Court Says Cops Can't Testify In Case After Destroying Footage Of DUI Arrest
from the if-we-can't-see-it,-you-can't-talk-about-it dept
Cops like cameras.
No, wait. Hear me out.
Obviously not on them or aimed at them.
They like automatic cameras that record license plate and location data. They like surveillance cameras aimed at citizens around the clock. They even like dashcams and body cams, provided the released footage is limited to exonerating officers of wrongdoing.
What they don’t like are cameras that don’t show their side of the story. A camera is inherently trustworthy — much like a confidential informant — until it isn’t, at which point any footage captured is claimed to be devoid of “context” or unable to show “the whole picture.” In some cases, the cameras don’t show anything at all.
Sure, the footage may have been available at some point. But it’s suddenly missing when the defense needs it.

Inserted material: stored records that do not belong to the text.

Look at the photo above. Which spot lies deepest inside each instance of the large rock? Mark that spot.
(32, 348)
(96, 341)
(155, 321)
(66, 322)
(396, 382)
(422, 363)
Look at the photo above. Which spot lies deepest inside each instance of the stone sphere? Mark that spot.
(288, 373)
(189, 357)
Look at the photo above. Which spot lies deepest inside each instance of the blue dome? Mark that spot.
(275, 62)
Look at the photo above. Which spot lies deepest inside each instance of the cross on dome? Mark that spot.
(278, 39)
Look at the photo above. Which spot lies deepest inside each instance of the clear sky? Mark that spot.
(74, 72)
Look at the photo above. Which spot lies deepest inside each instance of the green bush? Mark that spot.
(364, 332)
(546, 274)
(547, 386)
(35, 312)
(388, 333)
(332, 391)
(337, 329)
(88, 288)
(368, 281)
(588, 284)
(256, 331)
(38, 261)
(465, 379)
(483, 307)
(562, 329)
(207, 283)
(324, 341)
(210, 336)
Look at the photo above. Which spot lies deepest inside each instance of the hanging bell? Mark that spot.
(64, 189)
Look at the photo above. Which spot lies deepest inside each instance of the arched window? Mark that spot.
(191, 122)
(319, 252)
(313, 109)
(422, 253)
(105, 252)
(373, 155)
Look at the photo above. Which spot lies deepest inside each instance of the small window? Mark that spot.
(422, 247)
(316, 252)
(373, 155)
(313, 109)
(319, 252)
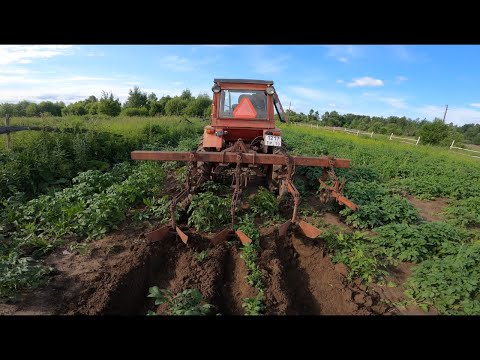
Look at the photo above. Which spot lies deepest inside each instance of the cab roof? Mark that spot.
(243, 81)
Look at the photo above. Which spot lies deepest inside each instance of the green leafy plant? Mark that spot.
(202, 255)
(464, 212)
(187, 302)
(248, 227)
(264, 203)
(355, 251)
(208, 211)
(451, 283)
(254, 306)
(401, 242)
(19, 273)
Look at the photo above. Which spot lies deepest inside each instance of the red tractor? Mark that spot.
(243, 141)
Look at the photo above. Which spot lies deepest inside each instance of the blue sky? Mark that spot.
(416, 81)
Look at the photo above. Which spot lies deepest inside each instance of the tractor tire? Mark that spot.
(273, 172)
(204, 169)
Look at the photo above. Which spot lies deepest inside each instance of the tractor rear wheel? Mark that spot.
(204, 169)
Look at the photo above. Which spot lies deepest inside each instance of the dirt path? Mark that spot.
(301, 280)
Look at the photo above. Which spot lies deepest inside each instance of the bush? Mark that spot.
(135, 112)
(208, 212)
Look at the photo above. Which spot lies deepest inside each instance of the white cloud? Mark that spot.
(177, 63)
(365, 81)
(344, 53)
(217, 45)
(271, 66)
(456, 115)
(319, 97)
(407, 54)
(25, 54)
(394, 102)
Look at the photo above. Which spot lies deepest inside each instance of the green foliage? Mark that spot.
(415, 243)
(464, 212)
(450, 283)
(176, 106)
(89, 209)
(198, 106)
(355, 251)
(19, 273)
(207, 212)
(136, 100)
(188, 302)
(108, 105)
(135, 112)
(202, 255)
(264, 203)
(377, 207)
(159, 209)
(254, 306)
(248, 227)
(438, 133)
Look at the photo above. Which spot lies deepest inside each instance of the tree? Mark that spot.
(136, 99)
(476, 139)
(151, 100)
(32, 110)
(108, 105)
(176, 106)
(198, 106)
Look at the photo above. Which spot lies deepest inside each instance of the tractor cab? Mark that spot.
(243, 109)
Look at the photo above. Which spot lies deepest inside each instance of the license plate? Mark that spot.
(272, 140)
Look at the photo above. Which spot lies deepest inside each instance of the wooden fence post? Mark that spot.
(9, 139)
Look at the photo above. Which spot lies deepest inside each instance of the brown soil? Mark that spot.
(114, 279)
(302, 280)
(430, 210)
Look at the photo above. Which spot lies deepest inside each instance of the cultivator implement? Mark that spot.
(242, 141)
(248, 163)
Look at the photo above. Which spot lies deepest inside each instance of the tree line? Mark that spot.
(431, 132)
(140, 104)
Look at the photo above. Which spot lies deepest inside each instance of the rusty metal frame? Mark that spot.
(246, 158)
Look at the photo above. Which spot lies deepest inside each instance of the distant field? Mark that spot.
(75, 200)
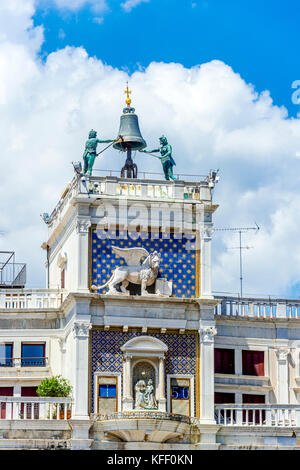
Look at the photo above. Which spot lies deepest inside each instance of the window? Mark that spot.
(33, 355)
(107, 391)
(107, 394)
(62, 278)
(224, 361)
(253, 363)
(26, 409)
(254, 416)
(5, 392)
(180, 393)
(6, 355)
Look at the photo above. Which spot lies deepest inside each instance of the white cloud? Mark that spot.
(128, 5)
(73, 5)
(98, 19)
(211, 116)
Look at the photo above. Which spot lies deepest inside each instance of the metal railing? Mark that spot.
(258, 307)
(31, 298)
(35, 408)
(150, 188)
(11, 273)
(258, 415)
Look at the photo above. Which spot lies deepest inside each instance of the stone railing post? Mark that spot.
(83, 227)
(206, 336)
(81, 361)
(161, 385)
(127, 384)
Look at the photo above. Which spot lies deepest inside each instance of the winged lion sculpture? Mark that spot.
(135, 272)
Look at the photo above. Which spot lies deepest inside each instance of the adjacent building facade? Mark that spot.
(159, 365)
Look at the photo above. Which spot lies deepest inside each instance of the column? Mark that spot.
(81, 362)
(207, 385)
(63, 350)
(127, 384)
(282, 375)
(205, 262)
(162, 402)
(83, 226)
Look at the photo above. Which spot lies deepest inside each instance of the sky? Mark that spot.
(220, 79)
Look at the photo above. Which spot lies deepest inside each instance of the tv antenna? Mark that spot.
(240, 231)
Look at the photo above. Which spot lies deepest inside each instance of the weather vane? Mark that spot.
(127, 92)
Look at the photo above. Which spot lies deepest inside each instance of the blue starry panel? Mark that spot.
(178, 257)
(106, 354)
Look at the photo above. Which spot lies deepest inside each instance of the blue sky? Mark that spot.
(214, 76)
(257, 38)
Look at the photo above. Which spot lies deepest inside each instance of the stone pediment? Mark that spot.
(145, 344)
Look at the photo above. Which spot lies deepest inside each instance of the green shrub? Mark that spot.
(54, 387)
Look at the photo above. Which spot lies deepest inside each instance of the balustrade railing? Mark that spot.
(143, 188)
(258, 415)
(31, 298)
(35, 408)
(23, 362)
(260, 308)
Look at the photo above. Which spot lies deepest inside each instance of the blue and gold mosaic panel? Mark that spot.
(106, 354)
(178, 257)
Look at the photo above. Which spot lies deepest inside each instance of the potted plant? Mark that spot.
(56, 386)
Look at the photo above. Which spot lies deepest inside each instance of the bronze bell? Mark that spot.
(131, 138)
(130, 131)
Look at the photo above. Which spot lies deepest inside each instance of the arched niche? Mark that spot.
(151, 352)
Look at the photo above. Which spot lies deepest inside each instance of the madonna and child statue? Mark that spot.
(144, 395)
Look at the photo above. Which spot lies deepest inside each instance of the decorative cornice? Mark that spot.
(83, 225)
(282, 354)
(207, 334)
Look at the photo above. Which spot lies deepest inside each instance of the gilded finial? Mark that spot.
(128, 100)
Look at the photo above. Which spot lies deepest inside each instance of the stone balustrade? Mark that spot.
(258, 307)
(31, 298)
(141, 188)
(146, 415)
(35, 408)
(258, 415)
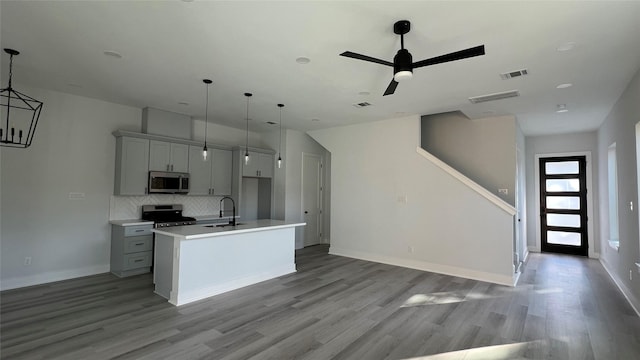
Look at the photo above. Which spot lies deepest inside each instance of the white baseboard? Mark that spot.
(508, 280)
(633, 301)
(39, 279)
(203, 293)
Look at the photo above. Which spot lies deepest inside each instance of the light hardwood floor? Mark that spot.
(564, 307)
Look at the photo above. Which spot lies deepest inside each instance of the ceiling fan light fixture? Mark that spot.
(401, 76)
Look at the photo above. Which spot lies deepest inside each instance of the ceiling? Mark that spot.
(168, 47)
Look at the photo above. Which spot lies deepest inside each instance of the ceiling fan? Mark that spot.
(403, 64)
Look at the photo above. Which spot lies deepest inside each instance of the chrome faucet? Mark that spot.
(233, 219)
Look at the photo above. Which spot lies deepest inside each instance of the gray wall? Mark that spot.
(72, 151)
(619, 127)
(483, 150)
(558, 144)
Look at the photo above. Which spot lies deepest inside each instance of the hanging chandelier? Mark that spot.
(280, 146)
(205, 151)
(19, 113)
(246, 147)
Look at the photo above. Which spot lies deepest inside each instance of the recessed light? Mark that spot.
(113, 54)
(566, 46)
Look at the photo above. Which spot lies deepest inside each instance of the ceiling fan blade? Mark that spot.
(458, 55)
(365, 58)
(391, 88)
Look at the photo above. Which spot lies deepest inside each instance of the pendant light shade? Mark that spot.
(280, 146)
(205, 151)
(19, 113)
(246, 148)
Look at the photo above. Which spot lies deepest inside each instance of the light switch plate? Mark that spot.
(76, 196)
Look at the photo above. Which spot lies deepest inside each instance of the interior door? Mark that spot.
(563, 205)
(311, 204)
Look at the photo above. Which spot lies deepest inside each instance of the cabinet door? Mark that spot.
(132, 161)
(199, 171)
(251, 169)
(179, 158)
(159, 156)
(266, 165)
(221, 172)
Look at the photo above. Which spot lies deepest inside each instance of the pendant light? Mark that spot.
(246, 148)
(280, 146)
(18, 111)
(205, 151)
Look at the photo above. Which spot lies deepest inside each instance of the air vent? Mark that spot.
(515, 73)
(496, 96)
(362, 104)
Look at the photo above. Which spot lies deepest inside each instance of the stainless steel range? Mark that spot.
(166, 215)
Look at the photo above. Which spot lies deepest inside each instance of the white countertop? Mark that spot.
(200, 231)
(130, 222)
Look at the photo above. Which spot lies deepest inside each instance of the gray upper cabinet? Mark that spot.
(167, 156)
(260, 165)
(222, 172)
(210, 177)
(132, 166)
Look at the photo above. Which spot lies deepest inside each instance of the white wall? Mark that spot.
(72, 151)
(619, 127)
(288, 179)
(482, 149)
(297, 144)
(443, 226)
(559, 144)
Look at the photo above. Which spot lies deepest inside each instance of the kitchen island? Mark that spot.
(195, 262)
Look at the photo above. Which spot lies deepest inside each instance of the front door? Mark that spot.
(563, 205)
(311, 199)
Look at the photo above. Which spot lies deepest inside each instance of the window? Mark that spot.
(612, 175)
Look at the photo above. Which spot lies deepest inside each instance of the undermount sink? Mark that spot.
(222, 225)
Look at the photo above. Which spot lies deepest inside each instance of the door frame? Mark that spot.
(590, 189)
(320, 195)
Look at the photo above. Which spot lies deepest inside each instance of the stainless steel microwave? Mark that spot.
(168, 182)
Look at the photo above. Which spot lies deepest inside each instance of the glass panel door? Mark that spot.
(563, 199)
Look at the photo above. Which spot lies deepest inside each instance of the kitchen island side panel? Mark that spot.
(206, 267)
(163, 265)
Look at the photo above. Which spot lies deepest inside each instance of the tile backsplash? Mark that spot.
(130, 207)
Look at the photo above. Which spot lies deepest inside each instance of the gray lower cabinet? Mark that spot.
(131, 249)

A motorist accused of drunk driving walked away after cops in Chicago, Illinois refused to hand over video evidence of the incident. In a ruling last month, the Illinois Appellate Court said Richard Moravec was entitled not just to any dashcam videos of his arrest, but also relevant footage from the city’s network of surveillance devices known as “police observational devices” or POD cameras.
Chicago has lots of “PODs” running 24 hours a day and monitored by officers. (For extra fun, scroll down the page and read the section entitled “POD Success Stories.”) All footage is saved for two weeks. Obviously, if the footage is central to a criminal prosecution, the footage is supposed to be saved until the case is concluded. But when this motorist challenged his arrest, the footage suddenly couldn’t be found, despite his lawyer asking for the footage to be turned over before the two-week retention period ended.
When asked for the footage, a host of technical issues appeared out of nowhere.
A Chicago police officer stopped Moravec at the intersection of Thomas Street and Western Avenue in Chicago, a location in sight of three separate police surveillance cameras. Police officials told Moravec’s attorney that no dashcam video of the arrest had been found and that video taken at the police station was unavailable due to “technical issues with the video system.” Finally, the surveillance camera footage had allegedly been overwritten.
The driver wasn’t found not guilty, but in light of the Chicago PD being unable to produce the recordings, the presiding judge sanctioned the department by forbidding the officers involved from testifying for the prosecution. “Our word against yours” doesn’t mean nearly as much when those words aren’t allowed in the courtroom.
Of course, the Chicago PD felt this was too harsh and objected to the judge’s sanctions, claiming it was “too heavy” in relation to the apparent misdeed. The judge disagreed.
“The correct sanction to be applied for a discovery violation is a decision appropriately left to the discretion of the trial court, and its judgment shall be given great weight,” Justice Simon wrote. “The trial court gave due consideration to the fact that both the state and the Chicago police department failed to preserve the videos, even though they were timely notified to do so… Therefore, the trial court did not abuse its discretion in precluding the testimony of the police officers when the state committed a discovery violation.”
This is a heartening decision considering the number of cameras in use by Chicago police officers. The granting of the defendant’s motion for sanctions specifically notes that a lack of footage — for whatever reason — should be construed against the state, rather than accepted as something beyond anyone’s control.
Following the parties’ oral argument, the trial court granted defendant’s motion in limine to prevent the testimony of the police officers and stated that “without there being explanation as to a legitimate basis for the tape not being available, that has to be construed against the State.” The trial court asserted that it granted defendant’s motion in limine and for sanctions pursuant to Kladis, a case where the supreme court upheld the judgment of the appellate court that granted the defendant’s motion for sanctions and barred the State from presenting testimony as to the events surrounding the defendant’s arrest after it was discovered that the State destroyed the police squad car’s recording of the defendant’s arrest.
This is where the burden should fall. If police departments are going to deploy an increasing amount of surveillance equipment, any lack of relevant footage should be law enforcement’s burden to bear. If the agency decides it’s not worth the time or money to repair malfunctioning cameras, then it should have to deal with the consequences of de-prioritizing surveillance equipment that mysteriously seems to function best only when it’s exonerating officers or being presented as evidence by prosecutors.